LAST FALL, producers of the reality television show Survivor segregated contestants by perhaps the most provocative measure anyone could conceive in 21st century America: race—black versus white versus Asian versus Hispanic. If they’d been able to see “Race: Are We So Different?”, opening January 10 at the Science Museum of Minnesota, they would have learned this emerging scientific conclusion: race is a fable, a folk belief with origins in colonial America, and of no help in biologically sorting the peoples of the world. Scientists were enlisted to prove racial differences—a great boon to slave-owners, colonizers, and others who sought to differentiate themselves from those they were selling or subjugating. But they never proved anything, and most modern scientists now believe we’re all one race. One species. Or, as Bob Marley sang, “One love, one heart, let’s get together and feel all right.”
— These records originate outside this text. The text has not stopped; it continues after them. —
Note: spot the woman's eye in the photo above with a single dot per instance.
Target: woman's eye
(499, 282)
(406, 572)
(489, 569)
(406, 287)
“To the best of our knowledge, humans came out of one particular place in Africa and populated the world from there,” says Robert Garfinkle, who spearheaded the exhibit. In moving and mating around the earth, it appears that human tribes never isolated themselves enough to form true sub-species, or races. Skin color, hair, and facial features develop independently and are no more meaningful in dividing us than whether you can wiggle your ears. In fact, most physical variation exists within so-called racial groups, not between them. A Norwegian may have more in common, genetically speaking, with a Nigerian than with another “white” person.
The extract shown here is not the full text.